We can calculate the income and substitution effects algebraically using the same four steps described in Extension 3.7 in the microeconomics volume, as follows. As in the graphical analysis in Figure E10.3, suppose that the rise in competition reduces \(s\) from \(s_0\) to \(s_1\), while \(D^\text{max}\) remains constant.

Using the expressions derived for \(D^*\) and \(R^*\) at the outcome of the rent-maximization problem, we can say that initially, when \(s=s_0\), the government’s expected duration is:

\[D_0= \frac{1}{2} D^\text{max}\]

and it obtains rent:

\[R_0 = \frac{1}{4}s_0 \left( D^\text{max} \right)^2\]

Step 1: What is the total rent and duration after \(s\) falls?

Rent is lower than before:

\[R_1 = \frac{1}{4}s_1 \left( D^\text{max} \right)^2\]

But expected duration does not change:

\[D_1= \frac{1}{2} D^\text{max}\]

Step 2: What change in \(D^\text{max}\) would have the same effect on total rent?

Suppose that instead of rotating inwards, the duration curve had made a parallel shift inwards, reducing the maximum duration to \(\overline{D}\), giving a duration curve:

\[T= C + s_0(\overline{D} - D)\]

In this case the government would obtain rent \(\frac{1}{4}s_0\overline{D}^2\). The effect on rent would be the same if:

\[\begin{align*} \frac{1}{4}s_0 \overline{D}^2 &= \frac{1}{4}s_1 \left( D^\text{max} \right)^2 \\ \Rightarrow \overline{D} &= \sqrt{\frac{s_1}{s_0}}D^\text{max} \end{align*}\]

Step 3: Find the income effect

How would the change in Step 2 affect duration?

The government would choose \(D_2= \frac{1}{2} \overline{D}\). So the income effect leads to a fall in duration of:

\[D_0-D_2=\frac{1}{2}\left(1-\sqrt{\frac{s_1}{s_0}}\right) D^\text{max}\]

Step 4: Find the substitution effect

We know that the overall effect on duration is zero: \(D_1 =D_0= \frac{1}{2}D^\text{max}\). So the substitution effect must raise duration again, from \(D_2\) to \(D_0\).
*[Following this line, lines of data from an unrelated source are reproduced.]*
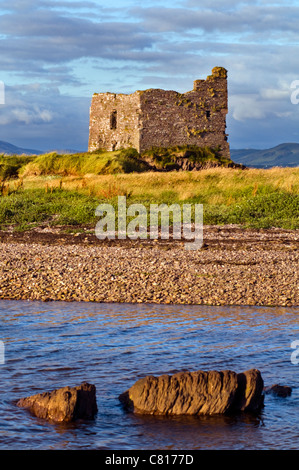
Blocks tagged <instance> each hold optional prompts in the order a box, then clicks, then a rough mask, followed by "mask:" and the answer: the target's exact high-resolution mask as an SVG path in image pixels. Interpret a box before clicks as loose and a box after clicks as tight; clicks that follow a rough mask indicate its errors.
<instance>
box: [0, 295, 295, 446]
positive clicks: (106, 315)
mask: <svg viewBox="0 0 299 470" xmlns="http://www.w3.org/2000/svg"><path fill="white" fill-rule="evenodd" d="M298 313H299V309H298V308H261V307H242V308H240V307H208V306H189V305H188V306H169V305H145V304H137V305H132V304H96V303H84V302H83V303H81V302H79V303H78V302H76V303H63V302H53V303H42V302H26V301H24V302H23V301H3V300H1V301H0V327H1V329H0V340H2V341H3V342H4V345H5V362H4V364H0V372H1V383H0V449H8V450H9V449H10V450H11V449H18V450H48V449H68V450H69V449H84V450H87V449H95V450H97V449H108V450H111V449H112V450H130V449H131V450H132V449H134V450H142V449H144V450H146V449H160V450H164V449H166V450H167V449H168V450H170V449H172V450H188V449H194V450H195V449H219V450H220V449H231V450H234V449H236V450H241V449H267V450H268V449H280V450H285V449H298V447H299V426H298V413H299V392H298V385H297V382H298V373H299V364H298V365H296V364H293V363H292V362H291V354H292V352H294V350H293V349H291V346H290V345H291V343H292V342H293V341H295V340H299V324H298ZM298 356H299V355H298ZM252 367H255V368H258V369H259V370H260V371H261V373H262V376H263V378H264V382H265V385H273V384H275V383H280V384H285V385H289V386H291V387H293V392H292V395H291V396H290V397H287V398H279V397H274V396H270V395H266V397H265V407H264V409H263V410H262V412H261V413H260V415H258V416H251V415H238V416H234V417H228V416H217V417H200V418H198V417H197V418H195V417H174V418H165V417H157V416H144V417H142V416H135V415H132V414H129V413H126V412H125V411H124V410H123V408H122V406H121V404H120V402H119V400H118V396H119V394H120V393H122V392H123V391H125V390H127V389H128V388H129V387H130V386H131V385H132V384H133V383H134V382H135V381H136V380H137V379H138V378H141V377H144V376H145V375H148V374H153V375H159V374H172V373H175V372H178V371H181V370H186V369H187V370H190V371H194V370H199V369H200V370H211V369H216V370H221V369H232V370H234V371H236V372H242V371H244V370H247V369H250V368H252ZM82 381H87V382H89V383H93V384H95V385H96V389H97V403H98V409H99V411H98V414H97V416H96V418H95V420H93V421H91V422H88V421H80V422H76V423H72V424H68V425H62V424H59V425H56V424H51V423H48V422H46V421H43V420H41V419H38V418H36V417H33V416H31V415H30V413H28V412H27V410H24V409H21V408H17V407H16V406H15V401H16V400H17V399H19V398H21V397H23V396H28V395H32V394H35V393H39V392H43V391H51V390H54V389H56V388H59V387H64V386H65V385H70V386H76V385H79V384H80V383H81V382H82Z"/></svg>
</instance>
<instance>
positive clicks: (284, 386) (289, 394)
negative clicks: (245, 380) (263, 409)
mask: <svg viewBox="0 0 299 470" xmlns="http://www.w3.org/2000/svg"><path fill="white" fill-rule="evenodd" d="M264 392H265V393H272V394H273V395H276V396H278V397H282V398H286V397H289V396H290V395H291V393H292V389H291V387H288V386H287V385H278V384H275V385H271V386H270V387H265V388H264Z"/></svg>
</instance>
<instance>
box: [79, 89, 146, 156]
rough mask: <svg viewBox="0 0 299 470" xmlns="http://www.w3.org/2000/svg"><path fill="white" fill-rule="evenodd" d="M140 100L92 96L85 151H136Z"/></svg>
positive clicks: (103, 94) (100, 93)
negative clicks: (130, 148) (91, 100)
mask: <svg viewBox="0 0 299 470" xmlns="http://www.w3.org/2000/svg"><path fill="white" fill-rule="evenodd" d="M140 114H141V109H140V98H139V94H138V93H137V92H135V93H133V94H132V95H124V94H114V93H95V94H94V95H93V97H92V102H91V108H90V124H89V143H88V151H89V152H92V151H94V150H97V149H99V148H102V149H106V150H118V149H120V148H128V147H133V148H136V149H137V150H138V149H139V130H140V129H139V128H140Z"/></svg>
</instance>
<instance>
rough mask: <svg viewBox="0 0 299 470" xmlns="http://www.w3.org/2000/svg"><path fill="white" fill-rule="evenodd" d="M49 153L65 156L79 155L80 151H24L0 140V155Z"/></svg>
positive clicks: (15, 146) (42, 153)
mask: <svg viewBox="0 0 299 470" xmlns="http://www.w3.org/2000/svg"><path fill="white" fill-rule="evenodd" d="M49 152H56V153H60V154H67V153H80V150H74V149H65V150H60V149H57V150H56V149H53V150H52V149H51V150H47V151H44V150H35V149H24V148H21V147H17V146H16V145H13V144H10V143H9V142H4V141H3V140H0V154H1V153H5V154H6V155H41V154H43V153H49Z"/></svg>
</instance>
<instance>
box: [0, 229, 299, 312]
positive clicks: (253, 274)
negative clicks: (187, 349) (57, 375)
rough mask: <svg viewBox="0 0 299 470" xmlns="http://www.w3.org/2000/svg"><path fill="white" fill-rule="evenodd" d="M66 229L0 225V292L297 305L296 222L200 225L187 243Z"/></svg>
mask: <svg viewBox="0 0 299 470" xmlns="http://www.w3.org/2000/svg"><path fill="white" fill-rule="evenodd" d="M72 229H75V228H72V227H56V228H49V227H39V228H36V229H35V230H30V231H27V232H14V231H12V230H11V231H0V253H1V254H0V299H7V300H42V301H56V300H63V301H91V302H111V303H112V302H118V303H159V304H191V305H244V306H245V305H246V306H247V305H256V306H273V307H274V306H280V307H281V306H283V307H291V306H299V282H298V281H299V279H298V277H299V276H298V266H299V231H298V230H283V229H259V230H255V229H244V228H241V227H237V226H204V243H203V246H202V248H201V249H200V250H186V248H185V242H184V240H161V239H157V240H136V241H133V240H129V239H128V240H103V241H100V240H98V239H97V238H96V237H95V235H94V233H92V230H91V228H90V227H85V230H84V228H83V227H82V233H79V232H76V233H75V232H74V231H73V232H72Z"/></svg>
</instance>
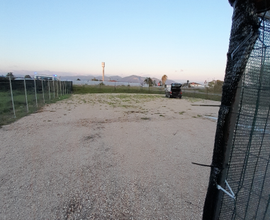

Exercise E10.2 Political competition and taxation

Consider again the effect of a rise in political competition that reduces the slope of the duration curve from \(s_0\) to \(s_1\), while \(D^\text{max}\) remains constant. Derive expressions for the changes in tax corresponding to the income and substitution effects on duration. Explain intuitively why both effects result in a reduction in taxes.